In fact, a printk() in the d_delete() spot never ever triggers...

This could explain the behavior change, wherein rm -r on a large
directory no longer works in ramfs/tmpfs, because the dentries are
now destroyed instead of going negative. [1] Is it intentional
that no negative dentries are created via vfs_unlink() method?

-Mike

1. if that's true, memory pressure could make readdir fail too.


2002-03-30 16:50:24

by Mike Galbraith

[permalink] [raw]
Subject: Re: vfs_unlink() >=2.5.5-pre1 question

On Sat, 30 Mar 2002, Mike Galbraith wrote:

> Hi,
>
> d_delete() doesn't appear to ever create negative dentries when
> called via vfs_unlink() due to the extra reference on the dentry.
> In fact, a printk() in the d_delete() spot never ever triggers...

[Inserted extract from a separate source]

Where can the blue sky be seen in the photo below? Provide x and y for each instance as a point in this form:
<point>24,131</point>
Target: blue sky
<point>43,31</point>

Well shoot. I guess I've chased this about as far as I can, and
hope this thread wasn't a total waste. I found a better way to
get my rm -r to work as before fwiw. Rewinding the directory on
seek failure (yeah, could do in three lines, but not the point)
works, but is kinda b0rken. I think the only interesting thing
in the below is the FIXME :)) but I'll post it anyway.

EOT,

-Mike

Private comments on this quite welcome. Locking is a bitch :-)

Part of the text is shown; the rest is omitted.